Once you know what's broken, here's how to actually fix it without making everything worse. These solutions work because I've used them to fix broken production environments at 3am.
Fix #1: Stop Fat-Fingering Your Labels
Label consistency is the #1 cause of network policy pain. Here's how to unfuck your labels:
First, standardize everything NOW:
## Use these exact labels everywhere or you'll hate yourself later
apiVersion: v1
kind: Pod
metadata:
labels:
app: frontend # Keep it simple, no \"application\"

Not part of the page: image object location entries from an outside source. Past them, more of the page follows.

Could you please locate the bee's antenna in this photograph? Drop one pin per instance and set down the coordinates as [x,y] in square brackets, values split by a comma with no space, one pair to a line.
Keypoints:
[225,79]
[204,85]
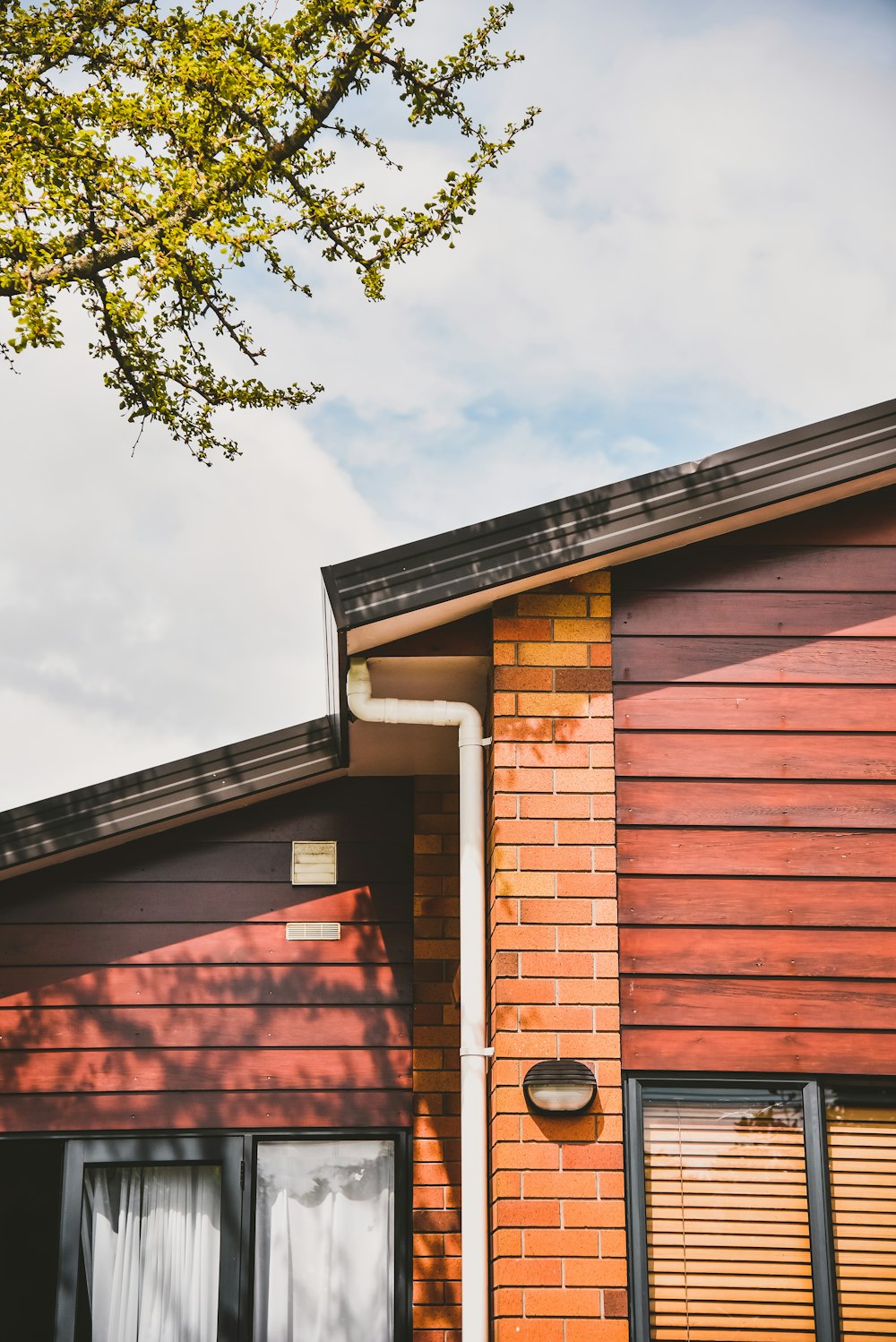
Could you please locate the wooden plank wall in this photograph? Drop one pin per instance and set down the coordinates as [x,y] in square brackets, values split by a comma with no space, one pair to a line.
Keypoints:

version: v1.2.1 # For rolling updates
tier: web # web/api/db - nothing fancy
env: prod # prod/staging/dev - short and sweet
Audit your existing mess:
## See all the different app labels in your cluster (prepare to be horrified)
kubectl get pods --all-namespaces -o jsonpath='{range .items[*]}{.metadata.labels.app}{"
"}{end}' | sort | uniq
## Fix them all or you'll be debugging this shit forever
Don't forget namespace labels (everyone does):
apiVersion: v1
kind: Namespace
metadata:
name: production-frontend
labels:
env: prod # Match your pod labels exactly
tier: frontend
name: production-frontend # Some CNIs need this
Spent most of a day debugging a policy that looked perfect but didn't work. Turns out someone used environment: production
in the namespace but env: prod
in the pods. Kubernetes label selectors are case-sensitive and exact-match only. Use label standardization tools and policy validation to prevent this.
Fix #2: Unfuck Your DNS (The Thing Everyone Breaks First)
DNS breaks the moment you apply your first network policy. Your apps can reach each other by IP but not by service name. Here's the fix that actually works:
## Copy this exactly - don't get creative
apiVersion: networking.k8s.io/v1
kind: NetworkPolicy
metadata:
name: allow-dns-egress
namespace: your-namespace # Apply this to EVERY namespace
spec:
podSelector: {} # Applies to ALL pods in namespace
policyTypes:
- Egress
egress:
# Allow DNS to CoreDNS/kube-dns pods (you need both UDP and TCP)
- to:
- namespaceSelector:
matchLabels:
name: kube-system # This label must exist on kube-system namespace
- podSelector:
matchLabels:
k8s-app: kube-dns # Check what label your DNS pods actually have
ports:
- protocol: UDP
port: 53
- protocol: TCP
port: 53 # TCP for large DNS responses - don't skip this
Important gotchas that will waste your time:
- Check your kube-system namespace has
name: kube-system
label: kubectl get namespace kube-system --show-labels
- Check your DNS pod labels:
kubectl get pods -n kube-system -l k8s-app=kube-dns --show-labels
- If you're using NodeLocal DNSCache, you need different rules
For NodeLocal DNSCache clusters, add this:
# Allow access to node-local DNS cache on each node
- to: [] # Allows access to any IP (node IPs)
ports:
- protocol: UDP
port: 53
- protocol: TCP
port: 53
Had a cluster with intermittent DNS failures for days. Turned out NodeLocal DNSCache wasn't documented anywhere in our setup. Random DNS failures are horrible to debug.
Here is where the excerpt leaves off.